Malta will sich die Gunst und Unterstützung der Türkei sichern, um einen Anspruch bei der ‚Einheitsregierung‘ in Tripolis auf einen Außerordentlichen Wirtschaftsraum auf dem libyschen Festlandsockel anzumelden. Da die ‚Einheitsregierung‘ militärisch komplett von der Türkei abhängig ist und die Türkei Malta bei ihren Wünschen unterstützt, wird sich Sarradsch wohl dem Wunsch der Türkei und Maltas beugen müssen.

Der Internationale Gerichtshof lehnte 1981 die Ansprüche Maltas ab
Allerdings hat die Sache für Malta einen beachtlichen Haken. Bereits 1981 entschied der Internationale Gerichtshof (IGH) im Streit um diesen Festlandsockel zugunsten von Libyen und gegen Malta. Malta hatte bereits 1980 mit Ölbohrungen begonnen.
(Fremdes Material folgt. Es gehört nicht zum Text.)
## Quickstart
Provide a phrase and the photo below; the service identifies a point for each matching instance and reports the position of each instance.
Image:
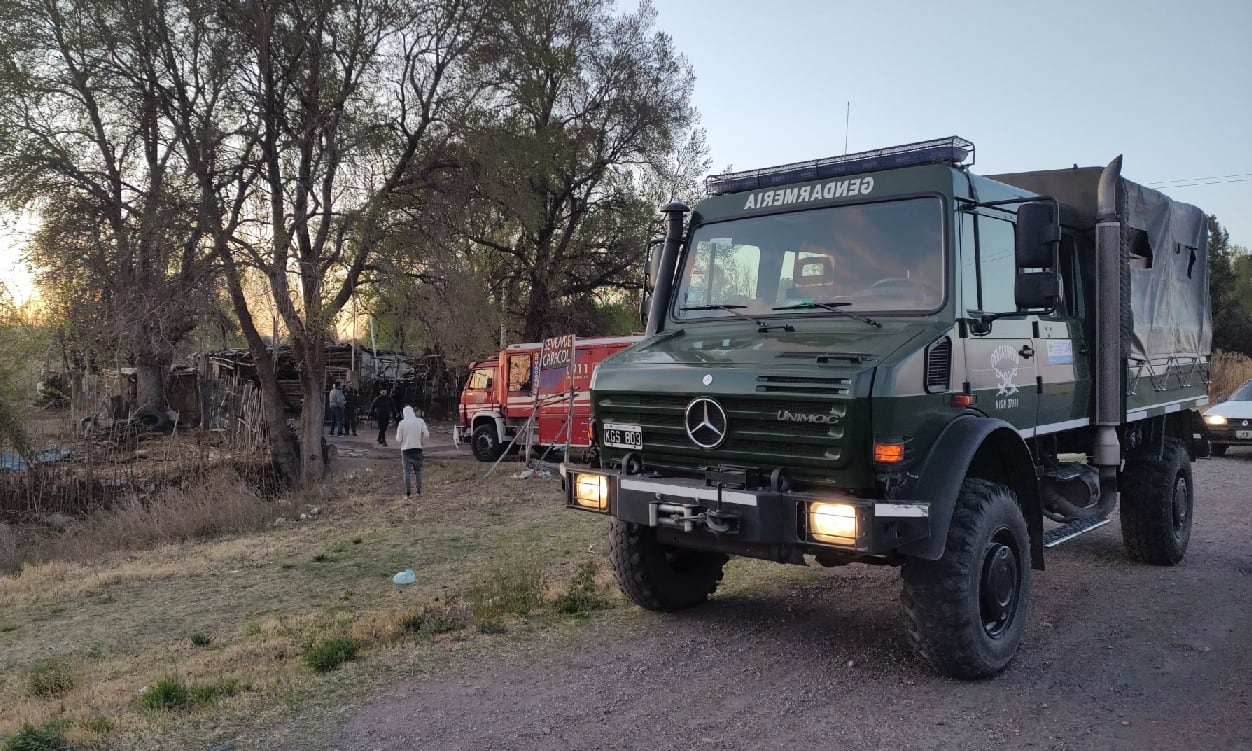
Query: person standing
(411, 433)
(382, 409)
(352, 408)
(337, 402)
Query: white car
(1230, 423)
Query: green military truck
(887, 358)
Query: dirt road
(1117, 656)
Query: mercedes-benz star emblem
(706, 423)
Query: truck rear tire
(1158, 500)
(486, 443)
(656, 576)
(968, 610)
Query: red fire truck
(502, 393)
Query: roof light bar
(952, 150)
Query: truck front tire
(967, 611)
(656, 576)
(486, 443)
(1157, 502)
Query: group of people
(411, 431)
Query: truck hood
(844, 342)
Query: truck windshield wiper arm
(833, 308)
(734, 311)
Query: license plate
(622, 436)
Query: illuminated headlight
(591, 491)
(833, 522)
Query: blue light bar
(952, 150)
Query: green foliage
(168, 694)
(329, 653)
(49, 679)
(582, 595)
(48, 737)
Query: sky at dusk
(1034, 85)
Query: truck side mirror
(1037, 235)
(654, 264)
(1037, 291)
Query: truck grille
(756, 434)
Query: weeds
(582, 595)
(168, 694)
(1228, 371)
(49, 737)
(329, 653)
(209, 694)
(512, 588)
(48, 680)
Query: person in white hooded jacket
(411, 433)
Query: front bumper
(751, 522)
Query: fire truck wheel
(967, 611)
(656, 576)
(1157, 503)
(486, 443)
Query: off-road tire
(660, 577)
(988, 550)
(1158, 501)
(486, 444)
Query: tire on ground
(1158, 500)
(486, 443)
(967, 611)
(656, 576)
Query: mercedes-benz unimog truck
(887, 358)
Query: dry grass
(219, 503)
(1230, 369)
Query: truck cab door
(1062, 341)
(1000, 362)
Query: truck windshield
(883, 258)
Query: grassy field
(257, 637)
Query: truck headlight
(591, 491)
(833, 522)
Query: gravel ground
(1117, 655)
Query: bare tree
(82, 142)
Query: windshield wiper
(761, 327)
(833, 308)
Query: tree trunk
(312, 358)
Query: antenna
(848, 119)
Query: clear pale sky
(1034, 85)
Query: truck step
(1054, 537)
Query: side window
(997, 264)
(520, 373)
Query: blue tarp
(13, 462)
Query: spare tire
(154, 418)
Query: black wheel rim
(1181, 507)
(999, 582)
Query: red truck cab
(502, 394)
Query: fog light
(833, 522)
(591, 491)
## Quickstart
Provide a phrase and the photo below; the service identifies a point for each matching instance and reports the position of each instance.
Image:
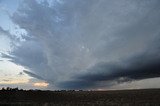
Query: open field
(145, 97)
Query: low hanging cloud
(79, 44)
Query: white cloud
(71, 37)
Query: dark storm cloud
(33, 75)
(89, 44)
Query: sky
(80, 44)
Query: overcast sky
(80, 44)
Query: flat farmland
(143, 97)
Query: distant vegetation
(16, 97)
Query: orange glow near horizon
(40, 84)
(15, 81)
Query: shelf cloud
(78, 44)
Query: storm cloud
(80, 44)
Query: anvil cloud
(78, 44)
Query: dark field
(148, 97)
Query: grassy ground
(148, 97)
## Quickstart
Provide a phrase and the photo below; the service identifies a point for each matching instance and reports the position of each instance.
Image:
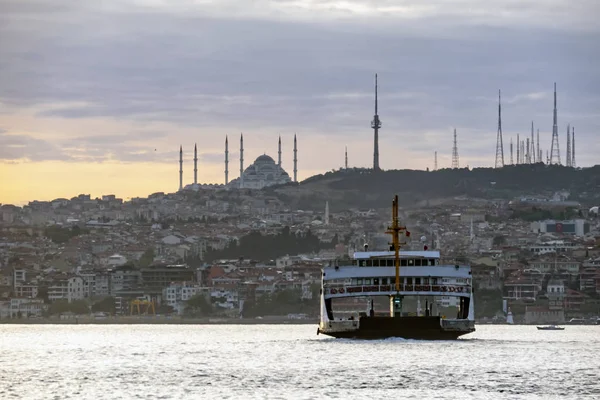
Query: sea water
(292, 362)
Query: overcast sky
(98, 97)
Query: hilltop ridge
(364, 188)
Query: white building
(21, 307)
(177, 294)
(116, 260)
(67, 289)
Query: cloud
(271, 67)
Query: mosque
(262, 173)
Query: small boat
(550, 328)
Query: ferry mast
(395, 230)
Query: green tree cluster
(282, 302)
(257, 246)
(59, 234)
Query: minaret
(241, 160)
(376, 124)
(180, 167)
(573, 163)
(518, 150)
(568, 145)
(226, 160)
(195, 164)
(295, 160)
(499, 145)
(279, 153)
(554, 151)
(346, 158)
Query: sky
(97, 97)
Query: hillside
(364, 188)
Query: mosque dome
(261, 173)
(264, 159)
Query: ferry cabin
(373, 273)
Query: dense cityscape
(217, 254)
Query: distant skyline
(96, 98)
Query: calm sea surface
(291, 362)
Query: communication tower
(499, 145)
(455, 161)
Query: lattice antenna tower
(533, 152)
(499, 145)
(540, 152)
(573, 163)
(554, 150)
(569, 146)
(455, 160)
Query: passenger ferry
(399, 276)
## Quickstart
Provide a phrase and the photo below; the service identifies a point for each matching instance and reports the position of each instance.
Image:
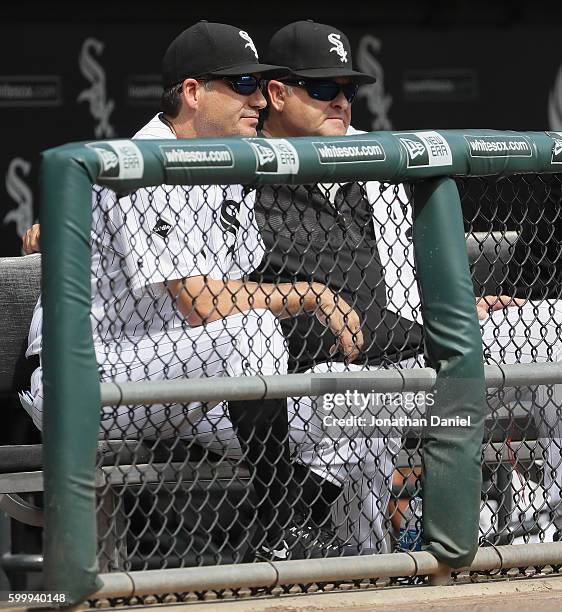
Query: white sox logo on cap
(250, 42)
(338, 47)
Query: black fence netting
(192, 282)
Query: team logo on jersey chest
(162, 227)
(426, 149)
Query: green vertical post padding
(453, 346)
(70, 379)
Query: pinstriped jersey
(155, 235)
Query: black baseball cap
(213, 49)
(314, 51)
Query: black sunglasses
(326, 90)
(245, 84)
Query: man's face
(304, 115)
(227, 112)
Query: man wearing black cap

Dem vorausgegangen war ein Vertragsabschluss mit der US-amerikanischen Texaco, die ihrerseits eine Tochtergesellschaft der italienischen ENI, Saipem 2, beauftragte, Bohrungen durchzuführen. Daraufhin drohte Oberst Muammar al-Gaddafi mit der Bombardierung jeder in diesen Gewässern installierten Bohrinsel und schickte zwei libysche Kriegsschiffe zu den Bohrinseln.
Auch Italien schickte Kriegsschiffe zum libyschen Festlandsockel und Malta setzte seine Luftwaffe in Bereitschaft. Es drohte ernsthaft Krieg bis die italienische Bohrinsel in Richtung Malta zurückgezogen wurde und Valletta den Internationalen Gerichtshof einschaltete, dessen Entscheidung, anders als von Malta erwartet, eindeutig zu Gunsten Libyens ausfiel.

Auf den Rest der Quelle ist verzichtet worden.